The major restrictions include capping withdrawals at ₹1,000 per customer during the six-month period, and banning the bank from extending new loans. The city-based bank has aronnd ₹11,000 crore of public deposits.
“PMC without prior approval in writing from the RBI, will also not be able to grant or renew any loans and advances, make any investment, incur any liability including borrowing funds and acceptance of fresh deposits, disburse or agree to disburse any payment whether in discharge of its liabilities and obligations,” the RBI said in a statement without giving any reasons for the regulatory action.
Sources, however, said the regulatory action came primarily because of the massive under-reporting of bad loans, which is high double digits.

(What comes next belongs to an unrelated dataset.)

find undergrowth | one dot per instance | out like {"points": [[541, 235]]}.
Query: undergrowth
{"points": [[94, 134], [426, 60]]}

The urban co-operative bank also cannot enter into any arrangement for sale, transfer or otherwise dispose of any of its properties or assets.
The RBI, however, said the move should not be construed as cancellation of its banking licence. As per the bank’s annual report, its net profit declined marginally 1.20 percent to ₹99.69 crore for the year to March 2019, while its net NPAs more than doubled to 2.19 percent from 1.05 percent.
The bank’s board started conducting an internal inspection from last 10-15 days, after realising massive under reporting of NPAs, sources said. “All key bank officials were part of this inspection and for the past four days none of them were allowed to leave the office,” said an employee who did not wish to be named.
All urban co-operative banks are regulated by the RBI and it does carry out an annual supervisory inspection on them based on their audited balance-sheet.
Sources said the RBI has also superseded the board of PMC and a team from the central bank is also carrying out inspection of its book from Tuesday onwards. The repeated calls to managing director Joy Thomas did not elicit any response.